Untuk tiba di kastil yang namanya dari Santo gereja Anglikan-Portugis ini saya harus melewati tanjakan. Perlu usaha, tapi kesulitan itu langsung terlupakan saat saya bisa melihat pemandangan di bawah berupa untaian rumah dan gedung di Kota Lisabon. Bak kita berada di Bukit Dago, Bandung, dan melihat Kota Bandung dari atas. Bahkan ada teleskop, sehingga pengunjung bisa memandang Lisabon dari segala penjuru.
Kastil dikelilingi benteng yang memang zaman dulu digunakan sebagai pertahanan. Benteng berbentuk segi empat dengan kastil, runtuhan Royal Palace, taman, dan lahan untuk menatap kota. Saya pun menelusuri benteng yang melingkari kastil, menaiki tangga nan kecil untuk bisa melihat lebih detail. Benteng sebagai pertahanan kota sudah dibuat 2 abad sebelum masehi. Kemudian dilengkapi pada abad ke-6. Namun yang pasti benteng dan kastil yang berdiri sekarang adalah hasil pembangunan kembali pada abad ke-13.
Kastil dan benteng awalnya digunakan suku Romawi, Vosigoth, dan Moor hingga akhirnya jatuh ke tangan Raja Portugal I Afonso Henriques dalam peperangan. Dan ketika Lisabon menjadi ibu kota kerajaan pada 1255, dibangunlah Royal Palace Alcacova yang kini tinggal puing-puing. Saya memang beruntung. Setelah melihat dari jauh di pagi hari, siang hari bisa melihat dari dekat, malam hari saya bisa makan malam di salah satu ruang kastil yang tersisa.
Pukul 19.00 waktu setempat saya sudah berangkat dari hotel. Angin bertiup kencang. Saya tak hanya siap untuk bersantap, tapi juga memandang kerlap-kerlip Lisabon di waktu malam. Dengan mantel tebal, saya tiba di kastil. Namun angin memang begitu kencang, pemandangan itu tak bisa saya pelototi dalam waktu lama. Saya langsung menuju Casa de Beao, salah satu ruang kastil yang masih bisa difungsikan dan kini menjadi restoran.

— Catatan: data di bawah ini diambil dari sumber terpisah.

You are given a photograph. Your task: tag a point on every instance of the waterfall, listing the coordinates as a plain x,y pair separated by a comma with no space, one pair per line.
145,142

Udara yang tak ramah pas dengan minuman selamat datang Porto wine khas Portugal yang rasanya manis. Cukup menghangatkan. Tak hanya dikenal dengan pasties de nata, wine juga menjadi salah satu ciri khas negeri asal pesepakbola Cristiano Ronaldo ini. Di dalam terasa lebih hangat dengan tungku penghangat ruangan model tradisional. Saya makan dalam keremangan dengan piring yang lebih banyak dipenuhi penghuni laut. Ketika malam benar-benar sudah gelap, saya meninggalkan area kastil sambil menatap kerlip lampu-lampu Kota Lisabon untuk terakhir kalinya hari itu.